I was browsing around ObjectWeb's website today. It took me quite a while to 'see' the links in blue below:

badword.jpg

I suspect I've become conditioned to visually filter out Google ads.

HTTP over SOAP over HTTP over ...

[From the MC Escher school of standardization]

This has been picked up by Danny Ayers Sean McGrath, Joe Gregorio and Tim Bray. Bray pinged the W3C TAG on it and I'm eagerly awaiting Mark Baker's comments. I don't get it, but who knows, maybe there's somebody out there who needs it.

Yours via a complementary splash screen:

HTTP over SOAP over HTTP...

Why I'm not a JCP member

I'm too damn lazy. To join the JCP I have to download a PDF or two, print them out, fill them out in a funny way because I'm not a business entity, get my employer to countersign and them fax or mail it. Somebody please automate this process.

Thoughts on open source J2EE

Mark Watson is a JBoss fan. Interesting that Geronimo is starting to produce releases. Progress in Geronimo has been solid, but the project's community building could be better - it's something of a tight crew and I'd be concerned the project would stall if certain folks stopped working on it. I have no idea what to make of JBoss Group right now. They've made some interesting 'acquisitions' but there's still too much emphasis on talk rather than code for my taste, but the community around the container seems solid.

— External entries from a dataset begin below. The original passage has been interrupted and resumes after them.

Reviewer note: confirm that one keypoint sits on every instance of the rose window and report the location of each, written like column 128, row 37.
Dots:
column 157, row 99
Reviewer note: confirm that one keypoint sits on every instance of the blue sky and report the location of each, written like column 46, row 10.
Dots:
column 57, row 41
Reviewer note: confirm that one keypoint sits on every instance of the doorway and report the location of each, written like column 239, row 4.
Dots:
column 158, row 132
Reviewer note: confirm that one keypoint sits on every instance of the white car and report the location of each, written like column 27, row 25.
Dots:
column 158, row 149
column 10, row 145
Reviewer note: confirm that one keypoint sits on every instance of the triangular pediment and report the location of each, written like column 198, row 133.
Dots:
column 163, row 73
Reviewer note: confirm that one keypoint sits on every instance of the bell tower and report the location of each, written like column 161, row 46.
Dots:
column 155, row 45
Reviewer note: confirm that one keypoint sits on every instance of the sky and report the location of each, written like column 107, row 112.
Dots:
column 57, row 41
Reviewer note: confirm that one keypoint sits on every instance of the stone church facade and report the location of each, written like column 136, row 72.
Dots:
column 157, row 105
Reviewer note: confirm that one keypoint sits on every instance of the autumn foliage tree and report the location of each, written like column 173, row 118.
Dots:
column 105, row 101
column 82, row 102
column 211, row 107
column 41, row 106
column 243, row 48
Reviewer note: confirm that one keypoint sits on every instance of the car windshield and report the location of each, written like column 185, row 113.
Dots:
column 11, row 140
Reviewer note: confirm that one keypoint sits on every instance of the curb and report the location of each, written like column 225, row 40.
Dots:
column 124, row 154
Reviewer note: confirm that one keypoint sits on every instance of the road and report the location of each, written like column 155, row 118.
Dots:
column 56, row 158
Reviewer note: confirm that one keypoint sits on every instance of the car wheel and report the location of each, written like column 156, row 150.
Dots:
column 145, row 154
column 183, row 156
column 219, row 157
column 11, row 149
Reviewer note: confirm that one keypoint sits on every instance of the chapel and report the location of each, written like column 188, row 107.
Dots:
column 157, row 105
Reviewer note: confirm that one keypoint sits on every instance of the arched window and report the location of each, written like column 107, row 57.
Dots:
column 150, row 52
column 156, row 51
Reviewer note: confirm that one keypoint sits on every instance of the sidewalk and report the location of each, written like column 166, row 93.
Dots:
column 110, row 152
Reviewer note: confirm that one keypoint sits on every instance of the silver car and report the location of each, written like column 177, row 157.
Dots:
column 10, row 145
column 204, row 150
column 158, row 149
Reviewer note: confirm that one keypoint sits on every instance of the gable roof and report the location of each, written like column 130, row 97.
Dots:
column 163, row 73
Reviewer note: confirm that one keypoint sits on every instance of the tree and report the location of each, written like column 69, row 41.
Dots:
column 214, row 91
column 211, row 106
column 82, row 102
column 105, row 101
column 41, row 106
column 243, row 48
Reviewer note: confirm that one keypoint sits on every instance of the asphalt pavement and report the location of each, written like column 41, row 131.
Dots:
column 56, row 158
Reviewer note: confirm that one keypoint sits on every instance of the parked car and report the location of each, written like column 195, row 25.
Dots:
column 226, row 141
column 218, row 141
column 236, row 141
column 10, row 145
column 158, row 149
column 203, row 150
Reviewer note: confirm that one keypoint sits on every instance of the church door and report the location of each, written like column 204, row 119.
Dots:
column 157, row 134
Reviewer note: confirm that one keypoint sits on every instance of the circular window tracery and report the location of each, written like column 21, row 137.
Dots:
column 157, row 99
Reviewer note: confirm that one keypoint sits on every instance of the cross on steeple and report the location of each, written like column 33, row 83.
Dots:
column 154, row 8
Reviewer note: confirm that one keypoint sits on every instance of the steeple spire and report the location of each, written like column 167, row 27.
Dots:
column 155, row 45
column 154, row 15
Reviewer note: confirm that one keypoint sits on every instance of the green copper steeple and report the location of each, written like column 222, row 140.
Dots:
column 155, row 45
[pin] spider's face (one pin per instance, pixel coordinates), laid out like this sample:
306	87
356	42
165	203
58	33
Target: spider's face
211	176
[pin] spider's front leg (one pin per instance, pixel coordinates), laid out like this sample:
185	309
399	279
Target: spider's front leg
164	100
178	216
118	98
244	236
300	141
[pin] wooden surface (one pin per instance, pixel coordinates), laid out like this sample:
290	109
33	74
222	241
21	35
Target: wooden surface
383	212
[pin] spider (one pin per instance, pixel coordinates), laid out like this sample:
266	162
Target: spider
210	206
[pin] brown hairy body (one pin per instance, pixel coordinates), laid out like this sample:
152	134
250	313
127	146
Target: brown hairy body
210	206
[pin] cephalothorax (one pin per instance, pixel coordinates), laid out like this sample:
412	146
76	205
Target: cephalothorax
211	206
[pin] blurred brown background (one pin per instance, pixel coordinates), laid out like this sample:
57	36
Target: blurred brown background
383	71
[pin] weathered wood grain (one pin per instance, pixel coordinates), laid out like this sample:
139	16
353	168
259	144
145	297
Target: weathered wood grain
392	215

Jonas is looking like the best possible option for open source J2EE. I like ObjectWeb's organisational model, but especially it's technical focus - call me a cynic, but it seems it's too easy in J2EE to confuse press releases with systems. We're evaluating switching some systems over to it. I don't know if I will use JBoss again and Geronimo looks like it needs 8-12 months. Plus that spat between ASF and JBoss Group wasn't impressive.